If success is the only thing you are planning, you set yourself up to be blinded by your own wins.
Use this blueprint (literally!)
You don't need a doc strategy. You need a ripple check.
Blueprint Name: Ripple radar
FOCAL POINT:
Start with the decision. A new feature. A policy shift. A strategic stake.
Feature or layer of implementation:
- What are the clear changes in the interface or workflow?

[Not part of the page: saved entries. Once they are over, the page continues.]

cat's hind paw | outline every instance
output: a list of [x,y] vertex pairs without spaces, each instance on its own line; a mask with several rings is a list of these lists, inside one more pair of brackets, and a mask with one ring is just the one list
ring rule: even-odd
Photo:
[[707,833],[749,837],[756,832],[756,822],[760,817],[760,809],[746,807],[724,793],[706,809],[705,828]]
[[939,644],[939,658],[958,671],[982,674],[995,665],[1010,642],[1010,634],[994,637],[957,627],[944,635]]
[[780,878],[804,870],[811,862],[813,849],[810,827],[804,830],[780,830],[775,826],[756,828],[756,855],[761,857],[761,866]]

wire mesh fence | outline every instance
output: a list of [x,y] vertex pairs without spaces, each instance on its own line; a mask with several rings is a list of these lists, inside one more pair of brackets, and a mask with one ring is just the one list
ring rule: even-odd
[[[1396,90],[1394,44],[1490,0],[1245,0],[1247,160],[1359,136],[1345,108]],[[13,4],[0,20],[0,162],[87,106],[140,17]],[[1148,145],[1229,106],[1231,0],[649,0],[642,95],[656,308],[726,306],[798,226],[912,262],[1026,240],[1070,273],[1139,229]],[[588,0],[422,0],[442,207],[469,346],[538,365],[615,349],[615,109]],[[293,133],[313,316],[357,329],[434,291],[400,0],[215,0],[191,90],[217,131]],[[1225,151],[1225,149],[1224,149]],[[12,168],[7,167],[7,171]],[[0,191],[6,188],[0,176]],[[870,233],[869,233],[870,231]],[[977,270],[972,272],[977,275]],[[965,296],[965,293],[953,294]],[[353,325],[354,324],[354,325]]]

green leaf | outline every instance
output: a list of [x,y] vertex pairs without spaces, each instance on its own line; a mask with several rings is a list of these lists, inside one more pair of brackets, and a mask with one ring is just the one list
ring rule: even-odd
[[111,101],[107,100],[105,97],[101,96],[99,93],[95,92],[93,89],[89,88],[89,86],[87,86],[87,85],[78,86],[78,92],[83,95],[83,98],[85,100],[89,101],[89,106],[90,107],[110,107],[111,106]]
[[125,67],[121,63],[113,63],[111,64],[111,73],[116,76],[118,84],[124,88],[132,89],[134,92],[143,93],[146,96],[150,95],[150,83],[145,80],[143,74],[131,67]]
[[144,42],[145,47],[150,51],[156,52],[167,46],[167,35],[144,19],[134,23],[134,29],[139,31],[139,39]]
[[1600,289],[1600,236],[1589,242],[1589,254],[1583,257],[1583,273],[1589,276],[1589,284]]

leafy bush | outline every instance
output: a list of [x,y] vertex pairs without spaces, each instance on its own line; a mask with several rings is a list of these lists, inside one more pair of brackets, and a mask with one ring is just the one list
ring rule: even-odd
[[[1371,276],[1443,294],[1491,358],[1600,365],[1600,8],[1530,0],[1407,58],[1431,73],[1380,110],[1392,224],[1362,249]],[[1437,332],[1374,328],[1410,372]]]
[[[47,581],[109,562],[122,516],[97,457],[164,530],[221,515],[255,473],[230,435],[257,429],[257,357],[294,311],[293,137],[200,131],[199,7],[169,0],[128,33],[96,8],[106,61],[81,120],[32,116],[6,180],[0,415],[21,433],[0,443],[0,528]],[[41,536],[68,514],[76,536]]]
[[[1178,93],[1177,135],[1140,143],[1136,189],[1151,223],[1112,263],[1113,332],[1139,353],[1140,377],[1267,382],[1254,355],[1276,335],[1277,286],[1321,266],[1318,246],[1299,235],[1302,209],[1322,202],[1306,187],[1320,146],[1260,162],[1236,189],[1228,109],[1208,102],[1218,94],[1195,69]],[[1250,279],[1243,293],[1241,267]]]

- If this is a feature: what changes of screens, steps, or flows?
- If this is a company's decision: what duties, rituals, or rules change?
User layer or stakeholder:
- What new behavior, confusion, or reaction can show?
- What do customers or end users expect?
- What do internal teams assume, adopt, or fight?
Org layer:
- Who owns the follow-up? The Fallout? The mess?
- Which team needs to respond, measure, explain, or defend it?
- Are handoffs identified or left at the opportunity?
System layer:
- What platforms of flow, flow, or metric hit?
- Where are the dependencies ruined?
What future plans have to move?
You can run any feature, launch, or approach decision through this outline. Assign owners to each layer on your pre-launch, pre-rollout, or leadership meeting.
Make it part of your product rituals.
Use it in leadership tests.
Use it when someone says, “Let's try it and look at it.”
Because the effect of ripple is already happening. You haven't been able to handle it yet.
Want to sound like a leader? Start the sound of paranoid
Not about launch.
About what happens because The launch worked.
Conclusion
The second-order thought is not negativity.
It's about building a part of the system you've never met.
You do not win by avoiding frustration. You won by waiting for it.
That's the job. That is the leadership of the product.